定年後の読書ノートより
文化人類学への招待、山口昌男著、岩波新書
いつか読みたいと本箱に眠っていた岩波新書「文化人類学への招待」を取り出して読んでみた。最近あるひとに刺激を受けて、マリノフスキーの「西太平洋の遠洋航海者」と、レビィストロースの「悲しき熱帯」を読もうとしているが、そもそも文化人類学とは何か、山口さんの本をのぞいてそれなりに知っておきたくなった。

山口さんずばり曰く、「たとえば結婚一つとってみても、われわれが考えている形が絶対的なものでないことはだんだん判ってきた。ですから、人類学は、自分達が当たり前だと思っていることにいろいろな変種があるということを明らかにする。その変種のなかでもかっては日本よりヨーロッパが上であり、そこに近づくように努力し、それ以外のものはみんな程度の低いものだと考えてきたが、そのような変種の、背後にある意味を考えていくと、今日、その違いは、程度の高低の違いではなく、人間のあり得る姿のひとつという意味で、ひとつ一つは全く対等なわけです。ですからわれわれは、いろいろ有り得る姿のうちの一つを、自分達のものとして知っているに過ぎないけれども、それはほかの形で現れうるものなのです」と。

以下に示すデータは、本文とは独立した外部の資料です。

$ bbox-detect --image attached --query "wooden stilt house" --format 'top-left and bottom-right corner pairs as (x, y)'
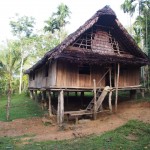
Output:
(26, 6), (149, 123)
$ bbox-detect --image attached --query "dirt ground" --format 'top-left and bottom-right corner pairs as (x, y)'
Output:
(0, 101), (150, 141)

文化人類学は、時代の知の表層の部分では役にたたず、深層の部分で役立つということを意味する。我々が普通見慣れているものが唯一絶対的なものではないということを明らかにする。

「クラ」とは、遠洋航海によって到達できる他の島の一定の人々と特定の「財貨」の交換行為を示す言葉。腕輪と首飾りのバァギを交換するために、大航海を敢行するのが、クラの主な行為です。クラは循環交換によるコミュニケーションの体系である。クラの財貨は、金に換算出来ない価値のものであり、それ自身の美的なすばらしさが重要。この交換は、経済的な交換というより「象徴的交換」である。交換は文化を活性化させる原動力であるから人類学では重要です。

マリノフスキーとラドクリフ・ブラウンの実証主義・機能主義的な人類学、フィールドワークを中心として、家族および種族に関する社会現象を説明する機能論。

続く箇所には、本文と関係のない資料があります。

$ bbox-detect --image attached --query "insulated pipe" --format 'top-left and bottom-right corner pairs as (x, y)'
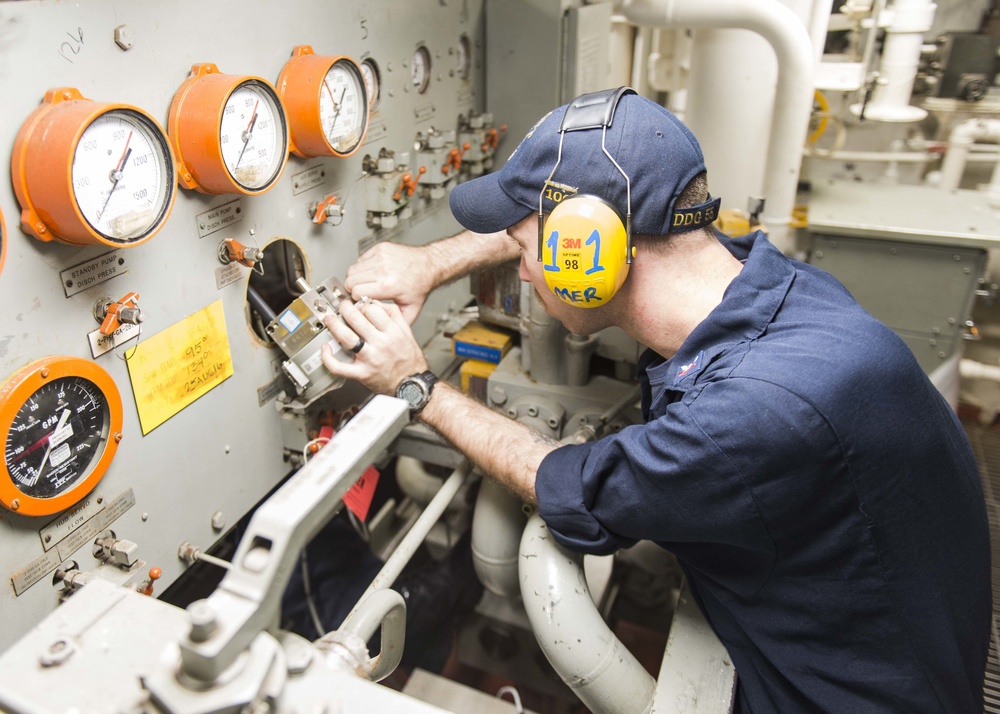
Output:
(940, 119), (1000, 194)
(809, 0), (833, 67)
(339, 589), (406, 682)
(620, 0), (815, 252)
(865, 0), (937, 121)
(519, 515), (656, 714)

エドマンド・リーチやレビィーストロースは文化の目に見えない、隠れた論理をとにかく掘り起こす論理主義、構造主義。構造人類学では、「交換」の問題を文化理論の基礎においている。自然と文化、結婚出来る女性と結婚出来ない女性にわけることからレビィーストロースは始めた。抑制はコミュニケーションの最低の前提である。人間の行為には何か我慢したり、いろいろな事情で欠けているところが出発点になる。クラには限定交換ではなく、一般交換が開かれた形として残っている。